Либерализм: взгляд из литературы | страница 2
Исайя Берлин в книге «История свободы. Россия» анализирует то, что он называет «советским литературным пейзажем» [2] , существование русской интеллигенции при советском режиме, и говорит об «искусственной диалектике», с помощью которой власть от крайней точки фанатизма (политические чистки и казни, уничтожение «врагов», усиление пропаганды, насаждение страха – это теза) переходила к «некоторым послаблениям» (это антитеза). К либерализации «в отдельных областях, например в литературной критике, поэзии или археологии, <…> Снова легче дышится, слышны разговоры о мудрости правителей, о том, что наконец-то раскрылись их глаза на „произвол“; рождается надежда на расширение свобод; начинается оттепель». Далее Берлин пишет: «…непрерывная последовательность „либеральных“ и репрессивных шагов советских правителей строго сохраняется, хотя этот метод больше не поддерживается виртуозным мастерством (или личным садизмом) Сталина».
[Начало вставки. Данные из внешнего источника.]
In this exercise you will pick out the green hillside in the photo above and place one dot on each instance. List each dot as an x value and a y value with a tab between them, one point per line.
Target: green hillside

Одним из побочных последствий этого «метода», «оригинального изобретения Сталина», была, по Берлину, «полная деморализация слоя, который в СССР <…> обозначают словом „интеллигенция“». [3]
Однако именно эта «диалектика» как раз и имела среди своих последствий возникновение «советских либералов» – наряду с «советскими ретроградами» в литературе и искусстве. Притом и те и другие размещались внутри советской элиты. Советские либералы были ближе всего (по стилю жизни, если не по убеждениям – слишком сильное слово) к западникам; советские консерваторы – к почвенникам. Но наряду с этим существовало и другое – подспудное – направление либеральной мысли в литературе, из советского либерализма вышедшее в диссидентство.
В новых исторических условиях перестройки либерализм проявился как неозападничество, вступившее в острую полемику с так называемыми патриотами (конец 1980-х).
Либеральное направление в литературе 1960-х – начала 1980-х годов проявляло себя как в подцензурной, непечатной словесности, так и в сам– и тамиздате. Иные писатели появились одновременно и в «подцензурной» печати, и в самиздате. До поры до времени – например, до вызова официальной идеологической власти со стороны «Метрополя» (1979).
В подцензурной словесности либеральное направление не имело другой возможности, как говорить при помощи и через посредство так называемого эзопова языка, который требовал негласного договора между писателем и читателем (проза Юрия Трифонова, Фазиля Искандера и др.).